Reputation: 4796
When you are in the infinite loop or recursive calls, basically the browser stops responding to anything (either on Chrome or FF). You cannot see logs, cannot get into debugger, even you cannot open the console itself. The browser just simply freezes. This is so annoying. It seems I can do nothing but sitting here scratching my head... Anyone can shed light on how to solve this?
Upvotes: 61
Views: 37834
Reputation: 18054
If the UI is stuck infinitely and you don't know in which script the JavaScript engine is busy, simply click on the Pause script execution button from DevTools (Doesn't work in Firefox):
When paused, set a new breakpoint on the stopped line and continue. You can see that the breakpoint hits again and again.
Firefox might additionally show a banner if you try interacting with the frozen UI. You can then click on "Debug Script" to see which parts of scripts are being executed endlessly.
Upvotes: 0
Reputation: 509
I solved this by placing Chrome breakpoints along all functions in the function file that I knew was causing the issue. I started with one debugger
in the file so the execution would stop, which made it easier to add the chrome breakpoints.
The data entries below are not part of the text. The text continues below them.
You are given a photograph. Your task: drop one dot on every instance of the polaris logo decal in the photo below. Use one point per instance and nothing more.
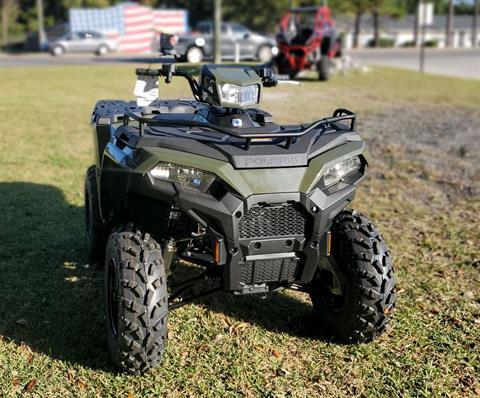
(271, 161)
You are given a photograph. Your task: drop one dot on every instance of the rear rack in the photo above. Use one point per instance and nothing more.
(340, 115)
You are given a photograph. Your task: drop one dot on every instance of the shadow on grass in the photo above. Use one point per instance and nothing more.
(51, 300)
(277, 312)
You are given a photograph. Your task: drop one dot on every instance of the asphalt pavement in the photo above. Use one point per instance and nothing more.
(451, 62)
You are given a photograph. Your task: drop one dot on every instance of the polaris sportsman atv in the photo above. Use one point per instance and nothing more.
(216, 182)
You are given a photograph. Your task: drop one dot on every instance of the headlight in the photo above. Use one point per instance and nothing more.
(239, 95)
(188, 177)
(336, 172)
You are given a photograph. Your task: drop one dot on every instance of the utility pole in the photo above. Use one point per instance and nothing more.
(475, 24)
(448, 28)
(217, 31)
(422, 14)
(41, 29)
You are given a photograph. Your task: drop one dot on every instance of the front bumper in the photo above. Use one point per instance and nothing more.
(265, 241)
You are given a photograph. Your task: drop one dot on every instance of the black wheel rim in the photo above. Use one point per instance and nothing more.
(333, 287)
(112, 298)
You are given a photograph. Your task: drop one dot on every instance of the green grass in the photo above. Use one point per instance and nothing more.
(51, 317)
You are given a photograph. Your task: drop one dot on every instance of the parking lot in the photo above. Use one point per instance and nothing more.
(459, 62)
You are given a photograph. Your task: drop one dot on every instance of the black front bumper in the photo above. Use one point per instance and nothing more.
(268, 241)
(265, 241)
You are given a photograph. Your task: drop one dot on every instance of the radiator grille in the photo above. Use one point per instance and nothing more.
(273, 221)
(278, 270)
Click the code numbers on the left side of the source file in Chrome Dev Tools "Sources" tab to add a blue debugger breakpoint. Place several of these and you can use the command buttons at the top right of the Sources tab dash to step through the functions. You can even add console.log
items that will run on each time you step through.
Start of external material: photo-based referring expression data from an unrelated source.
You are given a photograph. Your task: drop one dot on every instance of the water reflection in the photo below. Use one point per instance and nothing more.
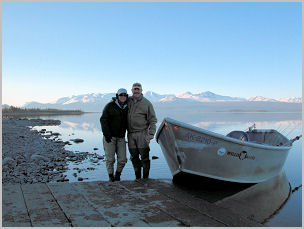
(87, 127)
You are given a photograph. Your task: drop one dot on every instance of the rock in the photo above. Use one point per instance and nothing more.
(77, 140)
(36, 157)
(8, 161)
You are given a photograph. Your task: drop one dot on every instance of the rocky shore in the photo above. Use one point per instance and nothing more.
(28, 157)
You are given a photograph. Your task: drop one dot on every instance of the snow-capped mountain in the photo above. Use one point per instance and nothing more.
(290, 100)
(261, 99)
(285, 100)
(96, 101)
(208, 97)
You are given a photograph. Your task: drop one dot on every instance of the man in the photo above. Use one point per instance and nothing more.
(141, 129)
(114, 124)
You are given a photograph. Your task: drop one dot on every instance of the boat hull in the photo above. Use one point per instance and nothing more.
(197, 151)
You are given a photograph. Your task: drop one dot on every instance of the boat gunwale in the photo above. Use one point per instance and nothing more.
(229, 139)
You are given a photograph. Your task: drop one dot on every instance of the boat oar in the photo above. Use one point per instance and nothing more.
(295, 139)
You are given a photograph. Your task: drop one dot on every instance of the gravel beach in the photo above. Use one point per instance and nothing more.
(28, 157)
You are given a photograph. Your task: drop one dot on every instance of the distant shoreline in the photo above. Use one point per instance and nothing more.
(15, 111)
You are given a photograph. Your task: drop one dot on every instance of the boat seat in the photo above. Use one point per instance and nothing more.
(240, 135)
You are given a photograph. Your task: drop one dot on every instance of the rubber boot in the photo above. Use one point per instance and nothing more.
(146, 169)
(111, 178)
(117, 176)
(138, 173)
Additionally, note that at any point in the paused execution, you can switch to the "Console" tab and type the name of any variable or function, and you'll get the current value of that variable or function.
Upvotes: 1
Reputation: 1714
Found another way of debugging. In my case the error was caught and so no errors where logged to the console. Found the bug with the checkbox Pause on caught exceptions
. You find the option in den dev tools unter the Sources
tab. To show and enable the checkbox click on the last icon:
After enabling this, the debugger pauses on every caught exception.
Upvotes: 8
Reputation: 3442
I had issues in Chrome, I would see in the browser window 'Paused in debugger' but couldn't see where as maybe Chrome was confused since it was in a loop ... In Firefox, it recognized its taking too long and then a popup comes up after 30seconds to 1minute saying the file and general line # its frozen on which helps out to debug further and set Breakpoints around that area.
Upvotes: 1
Reputation: 23648
Another trick you could try is to have the Web developer tools in Chrome open and try to hit Pause when the Browser apparently hangs. Then it should break at the line where it's currently executing. With some stepping out you should get to the bottom of this.
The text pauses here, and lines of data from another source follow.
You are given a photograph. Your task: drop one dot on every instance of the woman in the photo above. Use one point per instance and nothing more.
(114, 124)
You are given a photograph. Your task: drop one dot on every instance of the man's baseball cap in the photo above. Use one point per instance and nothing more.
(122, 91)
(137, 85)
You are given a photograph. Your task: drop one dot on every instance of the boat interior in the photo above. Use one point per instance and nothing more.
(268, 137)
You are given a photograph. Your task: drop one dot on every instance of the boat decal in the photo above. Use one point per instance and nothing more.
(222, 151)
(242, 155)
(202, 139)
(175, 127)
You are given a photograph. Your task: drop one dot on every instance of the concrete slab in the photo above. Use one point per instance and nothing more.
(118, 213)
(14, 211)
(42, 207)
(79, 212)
Assuming you know (or suspect) the function where the infite loop happens you could add code like this:
var calls = 0;
function iSuspectToBeLoopingInfititely() {
calls += 1;
if (calls > 100) { debugger; }
}
This will stop the JavaScript debugger in Chrome once the method has been called 100 times.
Note: Chrome will only break for debugger;
calls if you actually have the Developer Tools window open.